It seems that for a while now the hacktivist collective Anonymous has been suffering from a loss of public faith. At first, the general public was impressed by the idea of a group of vigilante hackers come to save the world from the greedy elite. Fast Forward a few years, however, and a string of ‘successful’ operations that have achieved very little (Operation North Korea anyone?). A collection of videos with overly boisterous threats. Plus an amassing of generally empty promises – and you have the recipe for a rather less excited opinion of the hacktivists.
Of course, Anonymous has its supporters, which might come as a surprise to some considering the glaring errors it has made in its time. As recently as August of 2014 the name of the wrong police officer was released by Anon following the shooting of Michael Brown in Ferguson. Despite this, it would appear that any disruption Anonymous causes to corrupt elitists, the perpetrators of hate crimes, or human rights violators is still going to be received with gusto by the vast majority of people.
On November 5th, 2014, a massive rally of Anonymous supporters protested in Budapest as part of the ‘Million Mask March’. Proving that, even with the general loss of faith (in what Anonymous can achieve with its actions), there are still plenty of people around that agree with the hacktivists overall ethos. Who wouldn’t!?
The biggest Anonymous success to date?
Now, there is news coming out of the Anonymous camp that is being hailed as another win for the hackers. Perhaps even the group’s most successful operation yet. #OpIcarus is described in the group’s latest video as a 30-day operation to bring the world’s central banks to a halt.
So far, Anonymous has successfully managed to hack 20 Central Reserve Banks as part of its operation.
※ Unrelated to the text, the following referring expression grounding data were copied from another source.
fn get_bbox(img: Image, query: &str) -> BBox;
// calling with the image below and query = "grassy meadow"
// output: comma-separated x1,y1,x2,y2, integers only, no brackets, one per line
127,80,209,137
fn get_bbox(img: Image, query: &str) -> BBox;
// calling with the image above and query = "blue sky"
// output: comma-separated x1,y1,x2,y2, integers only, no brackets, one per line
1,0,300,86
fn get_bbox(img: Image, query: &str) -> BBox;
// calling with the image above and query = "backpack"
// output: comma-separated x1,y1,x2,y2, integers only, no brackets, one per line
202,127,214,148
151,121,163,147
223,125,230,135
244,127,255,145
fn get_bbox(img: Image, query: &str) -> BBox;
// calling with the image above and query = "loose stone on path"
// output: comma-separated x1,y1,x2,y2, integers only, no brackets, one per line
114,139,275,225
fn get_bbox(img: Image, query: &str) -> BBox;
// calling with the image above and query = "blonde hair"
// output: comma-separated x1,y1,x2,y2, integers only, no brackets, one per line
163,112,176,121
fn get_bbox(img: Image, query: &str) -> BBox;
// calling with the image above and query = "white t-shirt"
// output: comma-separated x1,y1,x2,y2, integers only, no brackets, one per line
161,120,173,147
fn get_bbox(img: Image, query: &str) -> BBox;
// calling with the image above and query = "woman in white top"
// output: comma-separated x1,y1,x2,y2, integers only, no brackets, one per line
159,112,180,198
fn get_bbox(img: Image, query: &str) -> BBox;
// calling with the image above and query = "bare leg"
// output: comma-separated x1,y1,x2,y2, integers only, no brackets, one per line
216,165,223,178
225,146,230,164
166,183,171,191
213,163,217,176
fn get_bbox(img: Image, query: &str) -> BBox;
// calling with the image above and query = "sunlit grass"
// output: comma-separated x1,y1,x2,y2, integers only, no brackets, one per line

The Bank of England’s email servers, the Central Bank of Jordan, Sweden, Bhutan, Tonga, and the Cayman Islands Monetary Authority had all fallen victim by last Friday the 13th.
Since then, attacks have affected the Bank of France, Central Bank of the United Arab Emirates, Central Bank of Tunisia, Central Bank of Trinidad and Tobago and the Philippine National Bank – demonstrating that this is indeed a concerted effort to disrupt the daily flow of work of the Central Banks around the world. Including, we are told, the US Federal Reserve.
In 2011, of course, Anonymous did manage to rise above its reputation for largely being a group of computer users with SQL injection skills and/or friends with Botnets. That was when the hacking collective successfully launched a cyber attack on the Federal Reserve Bank and stole the credentials of around 4000 Bankers. Since then there have been around 72 Banker deaths – many of which are being attributed to suicide – leading some to wonder if the deaths are linked to the hack by Anonymous.
Despite the conspicuous growth of international banker deaths since 2011, the hack seems to have done very little to curb the power of the banks or the direction of world politics.
Sadly, it is unlikely that this latest string of hacks will have any sort of impact either – so momentary, and short lasting, are the effects of the cyber attacks – that one would be forgiven for likening them to wafting away a fly as it buzzes around your head.
Anonymous Vs the Banks
In fact, one can easily imagine Rothschild sitting laughing as he sees the underground press become aglow with news of the hacktivists success: 20 important central Banks closed down: Anonymous’ reputation revived: A revolutionary move in a digital world: Finally someone standing up to the Banking Mafia, etc etc.
Except that Rothschild probably is laughing, because although the well-choreographed hacks are an interruption – an annoyance – and no doubt did cause some problems and even a little loss of earning somewhere. Unfortunately, the reality remains that just a few hours (or at worst days) of interruptions does little to change the tide of global economics or the wealthy’s power over politics.
The exchanges. The minting process. The lending power. All held in private hands, while once truly sovereign nations are made to yield to the will of the corporate hidden hand.
Television shows like Mr. Robot fill us with the false fantasy that it is possible for hacktivism to save the world from the stagnating, money aggregating, manufactured and corrupt capitalist system. A system that since the 1970’s has been constantly extracting wealth from the bottom 93% of society and concentrating it into the top 7%. With even more of that wealth slowly amassing in the top 0.1% of the global population.
Of course, there is only so much that Anonymous can do, and despite the fact that the global banking elite continues to control the ebb and flow of money and war, at least the hacktivists are helping to raise awareness of the problems faced by the international community.
Anonymous does help to educate people. It helps to inspire journalists, fellow activists, and to inform the youth of today about the ever-growing problem of worldwide wealth inequality. With that said, however: Just don’t expect Anonymous to save the world because it isn’t going to happen.